There was a momentous tone of friction between Lee and Gid in this book, something that hasn’t been as prominent before as it is here. These two are such a committed team, operating on the same side against whatever comes their way, and when they don’t see eye-to-eye about an intrusive visitor, it’s striking and impactful, and I was so jarred by it, I don’t mind admitting. Fortunately it was short-lived, though; Fox doesn’t serve up drama that’s extended for drama’s sake, but just enough to remind us that every couple, no matter how deeply in love they are, has issues to work through. The things these men are working through have farther reaching implications than most, however, and their bond is as strong as ever.
There’s a bit of the Big Bad Wolf afoot in Gideon’s becoming…whatever destiny he is meant to fulfill, and Lee once again gets to flex his extrasensory muscles in Once Upon a Western Shore. It just wouldn’t be a Tyack & Frayne mystery without something otherworldly being visited upon Lee. There is always a sense of the veil between worlds being a bit thinner in this little corner of Cornwall, the pagan rituals and ancient magick running deep, and it’s the bones of a man murdered some sixty years before that calls up a restless spirit in need of Lee’s help to find peace at last, exposing secrets along the way. There was a distinct tone of poignancy in the unraveling of this mystery, one that speaks to a less accepting time, and I appreciated the emotional implications of it.
There are very few fictional couples I love as much as Gideon and Lee Tyack-Frayne. There are plenty of couples I love as well as I love them, but I’d be pretty hard-pressed to name a couple I love more. I would also have a difficult time naming an author who, time after time, delivers romance through such lyrical prose and, in this case, such imaginative circumstances as author Harper Fox does. The Tyack & Frayne series is one of the finest examples of speculative fiction in the LGBTQ genre, and as long as there are books to be read set in this deceptively quiet little village in Cornwall, I’ll be there to read them. It will always hold a special place in my reading lexicon.

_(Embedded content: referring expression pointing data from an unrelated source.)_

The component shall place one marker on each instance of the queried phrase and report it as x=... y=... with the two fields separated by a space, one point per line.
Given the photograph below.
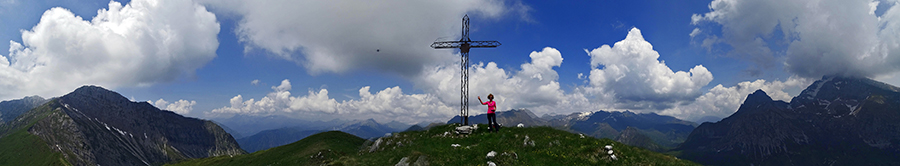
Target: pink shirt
x=491 y=106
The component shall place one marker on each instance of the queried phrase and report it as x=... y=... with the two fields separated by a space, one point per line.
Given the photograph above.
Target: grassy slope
x=551 y=147
x=332 y=144
x=18 y=147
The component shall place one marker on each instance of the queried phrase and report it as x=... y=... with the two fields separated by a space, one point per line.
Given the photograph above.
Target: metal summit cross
x=464 y=44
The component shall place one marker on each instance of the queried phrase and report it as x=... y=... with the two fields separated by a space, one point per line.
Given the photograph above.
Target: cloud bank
x=534 y=85
x=632 y=72
x=815 y=37
x=138 y=44
x=339 y=36
x=182 y=107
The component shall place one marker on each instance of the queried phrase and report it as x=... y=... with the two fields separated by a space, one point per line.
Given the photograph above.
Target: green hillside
x=545 y=146
x=18 y=147
x=319 y=148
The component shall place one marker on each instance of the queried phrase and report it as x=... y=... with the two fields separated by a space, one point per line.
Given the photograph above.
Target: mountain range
x=96 y=126
x=648 y=130
x=367 y=129
x=11 y=109
x=436 y=146
x=834 y=121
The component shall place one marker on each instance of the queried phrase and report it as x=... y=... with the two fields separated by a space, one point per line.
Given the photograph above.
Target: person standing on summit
x=492 y=118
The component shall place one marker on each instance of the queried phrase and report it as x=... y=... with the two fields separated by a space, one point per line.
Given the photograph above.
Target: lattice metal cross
x=464 y=44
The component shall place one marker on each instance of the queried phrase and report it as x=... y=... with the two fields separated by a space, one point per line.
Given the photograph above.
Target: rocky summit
x=96 y=126
x=834 y=121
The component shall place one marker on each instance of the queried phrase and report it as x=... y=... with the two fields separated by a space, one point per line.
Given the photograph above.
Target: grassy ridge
x=550 y=147
x=18 y=147
x=23 y=148
x=312 y=150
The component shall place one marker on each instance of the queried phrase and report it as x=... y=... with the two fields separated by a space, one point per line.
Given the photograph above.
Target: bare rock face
x=835 y=121
x=95 y=126
x=11 y=109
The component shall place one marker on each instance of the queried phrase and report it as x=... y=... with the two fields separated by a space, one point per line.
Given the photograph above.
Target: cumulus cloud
x=857 y=38
x=388 y=104
x=630 y=70
x=440 y=83
x=723 y=101
x=535 y=86
x=182 y=107
x=341 y=35
x=138 y=44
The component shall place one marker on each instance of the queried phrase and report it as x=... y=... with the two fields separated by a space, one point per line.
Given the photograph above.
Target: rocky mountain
x=513 y=146
x=273 y=138
x=11 y=109
x=266 y=139
x=95 y=126
x=247 y=125
x=632 y=136
x=368 y=128
x=507 y=118
x=834 y=121
x=664 y=131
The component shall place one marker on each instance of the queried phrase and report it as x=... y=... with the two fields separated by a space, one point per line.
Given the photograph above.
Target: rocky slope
x=11 y=109
x=95 y=126
x=436 y=146
x=664 y=131
x=834 y=121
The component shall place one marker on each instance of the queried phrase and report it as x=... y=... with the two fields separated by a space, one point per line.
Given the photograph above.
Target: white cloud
x=816 y=37
x=695 y=32
x=535 y=86
x=182 y=107
x=723 y=101
x=632 y=72
x=343 y=35
x=139 y=44
x=388 y=104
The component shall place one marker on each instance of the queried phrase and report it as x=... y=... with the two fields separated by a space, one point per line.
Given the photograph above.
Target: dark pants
x=492 y=122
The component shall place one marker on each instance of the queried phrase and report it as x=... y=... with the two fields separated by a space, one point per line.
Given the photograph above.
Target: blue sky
x=318 y=60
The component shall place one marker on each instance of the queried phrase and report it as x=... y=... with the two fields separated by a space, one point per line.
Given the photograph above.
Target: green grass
x=313 y=150
x=551 y=147
x=18 y=147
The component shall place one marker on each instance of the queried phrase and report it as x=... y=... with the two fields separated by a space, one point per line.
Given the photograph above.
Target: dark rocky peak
x=758 y=96
x=855 y=88
x=97 y=93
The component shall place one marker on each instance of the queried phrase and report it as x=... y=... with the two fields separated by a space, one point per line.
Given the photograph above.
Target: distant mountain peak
x=831 y=117
x=98 y=93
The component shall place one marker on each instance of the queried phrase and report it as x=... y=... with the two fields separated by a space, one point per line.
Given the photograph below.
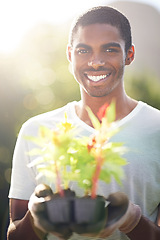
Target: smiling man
x=100 y=47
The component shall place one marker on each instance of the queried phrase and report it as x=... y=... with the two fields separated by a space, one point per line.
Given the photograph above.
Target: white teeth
x=97 y=78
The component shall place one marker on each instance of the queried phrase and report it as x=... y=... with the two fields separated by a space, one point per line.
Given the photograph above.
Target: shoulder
x=48 y=119
x=149 y=111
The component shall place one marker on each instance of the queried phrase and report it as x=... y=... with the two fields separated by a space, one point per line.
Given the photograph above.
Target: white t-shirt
x=140 y=133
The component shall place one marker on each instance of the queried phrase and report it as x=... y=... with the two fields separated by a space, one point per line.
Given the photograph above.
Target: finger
x=43 y=190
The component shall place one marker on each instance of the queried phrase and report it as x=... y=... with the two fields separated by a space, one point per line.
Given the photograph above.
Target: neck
x=124 y=105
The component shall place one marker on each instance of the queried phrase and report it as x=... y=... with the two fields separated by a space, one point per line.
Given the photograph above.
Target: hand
x=37 y=207
x=122 y=214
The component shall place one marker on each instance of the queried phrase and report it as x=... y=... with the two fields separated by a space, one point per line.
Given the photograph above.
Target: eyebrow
x=107 y=45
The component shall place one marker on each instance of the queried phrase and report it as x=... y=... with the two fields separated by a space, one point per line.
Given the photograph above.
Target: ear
x=130 y=55
x=69 y=54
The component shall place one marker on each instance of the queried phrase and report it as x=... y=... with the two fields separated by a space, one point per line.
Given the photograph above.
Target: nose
x=96 y=63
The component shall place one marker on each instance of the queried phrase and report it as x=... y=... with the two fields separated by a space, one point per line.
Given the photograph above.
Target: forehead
x=97 y=33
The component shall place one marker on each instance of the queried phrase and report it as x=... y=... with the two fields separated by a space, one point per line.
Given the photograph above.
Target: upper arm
x=158 y=216
x=18 y=209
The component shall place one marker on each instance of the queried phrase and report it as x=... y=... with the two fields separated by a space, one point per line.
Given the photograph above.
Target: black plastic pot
x=83 y=215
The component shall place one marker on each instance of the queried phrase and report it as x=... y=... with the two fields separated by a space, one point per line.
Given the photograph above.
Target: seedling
x=62 y=157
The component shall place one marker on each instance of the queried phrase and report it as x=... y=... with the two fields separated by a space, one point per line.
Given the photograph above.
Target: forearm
x=24 y=229
x=145 y=230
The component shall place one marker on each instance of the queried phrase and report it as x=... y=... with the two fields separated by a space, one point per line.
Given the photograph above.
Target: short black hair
x=106 y=15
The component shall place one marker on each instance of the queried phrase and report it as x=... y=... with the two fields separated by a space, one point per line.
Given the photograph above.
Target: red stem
x=96 y=176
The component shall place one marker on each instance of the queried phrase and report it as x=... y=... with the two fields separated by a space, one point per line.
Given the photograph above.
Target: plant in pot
x=86 y=160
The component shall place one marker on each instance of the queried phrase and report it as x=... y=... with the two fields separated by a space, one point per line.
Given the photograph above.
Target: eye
x=111 y=50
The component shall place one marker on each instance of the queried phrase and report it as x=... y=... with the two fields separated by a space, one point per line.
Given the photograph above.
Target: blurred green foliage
x=36 y=78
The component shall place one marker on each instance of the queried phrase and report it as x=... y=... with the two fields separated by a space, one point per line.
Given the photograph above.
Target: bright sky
x=18 y=16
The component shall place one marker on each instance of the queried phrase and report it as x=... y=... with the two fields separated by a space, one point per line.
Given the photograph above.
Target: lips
x=96 y=78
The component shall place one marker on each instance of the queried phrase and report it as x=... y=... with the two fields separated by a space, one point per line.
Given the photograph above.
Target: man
x=100 y=47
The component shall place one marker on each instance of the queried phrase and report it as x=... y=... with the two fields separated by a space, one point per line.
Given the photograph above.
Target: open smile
x=97 y=78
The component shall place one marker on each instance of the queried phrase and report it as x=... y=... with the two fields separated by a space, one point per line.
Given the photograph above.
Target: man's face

I did miss seeing more of Zeke Frayne, Gideon’s upright, uptight but loving brother, who, remarkably, I’ve grown to adore as the series has progressed, something I wouldn’t have predicted when he was first introduced. And while this installment won’t go down as an immediate favorite—that title still belongs to Guardians of the Haunted Moor—it still opens the doorway to a whole new avenue of mystical occurrences yet to come. One I can’t wait to explore.